New rhetoric is an interdisciplinary field approaching for the broadening of classical rhetorical canon.

==Overview==
"New" rhetoric is the name for various efforts to reclaim the study and teaching of rhetoric from the unsavory reputation it developed from association with "political lies, corporate spin ... purple prose, boiler-plate arrangement schemas, unimaginative reproductions of bullshit and so on." The New Rhetoricians hoped to place rhetoric once again as a scholarly discipline at least to the level of other contemporary fields in social, cultural and linguistic studies.

The field is often dated to Chaïm Perelman's and Lucie Olbrechts-Tyteca's The New Rhetoric (1969) but both the notion and the idea for the need of "new" rhetoric, different from the "old" one, can be traced to the works of Kenneth Burke - A Rhetoric of Motives (1950) and Rhetoric - Old and New (1967).

The emergence of New Rhetoric was helped by the idea that rhetoric could be epistemic. An attempt to apply New Rhetoric as a social philosophy was made by the Polish philosopher Mieczysław Maneli in his 1994 book Perelman's New Rhetoric as Philosophy and Methodology for the Next Century. Maneli wrote: "The New Rhetoric is modern humanism. The struggle for humanism never ends. The most essential features to a humanistic approach to life are: individuals should be given the chance to develop their personal talents and energies, they should be able to be creative and become happy...Their essence and value are creativity and self-determination...Once new rhetoric took as its basic proposition that nothing is absolutely good or sacred except human dignity, one must constantly search for new values, for better forms, and ways of life. There are three specific areas that is especially important for modern humanism: social and individual justice, freedom from oppression with a genuine opportunity for a decent life; and tolerance and privacy."

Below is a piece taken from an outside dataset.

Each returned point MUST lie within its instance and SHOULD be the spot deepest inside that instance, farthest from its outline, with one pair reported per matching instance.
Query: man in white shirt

New Rhetoric has an ambivalent relationship with Classical Rhetoric. For example, New Rhetoric attempts to break with the formalistic and logocentric (i.e. patriarchal) Neo-Aristotelian analysis in favour of interplay between text and context, but according to DeGenaro it does not successfully place itself outside the "Western-patriarchal" tradition, as it is unable to depart from "elite backgrounds and scopes of study" to a diversity of voices, topics, etc. This probably makes new rhetoric rather a ground for postmodern rhetoric which "puts into question the identities of the speaker, the audience, and the messages that pass between them" with evaluating the intersubjective philosophy because of the idea inherently accepted in postmodernistic philosophy that "differences cannot be overcome, in Hegelian fashion, by cancelling them under a higher-order synthesis, but must be eroded or defaced in the course of traversing them".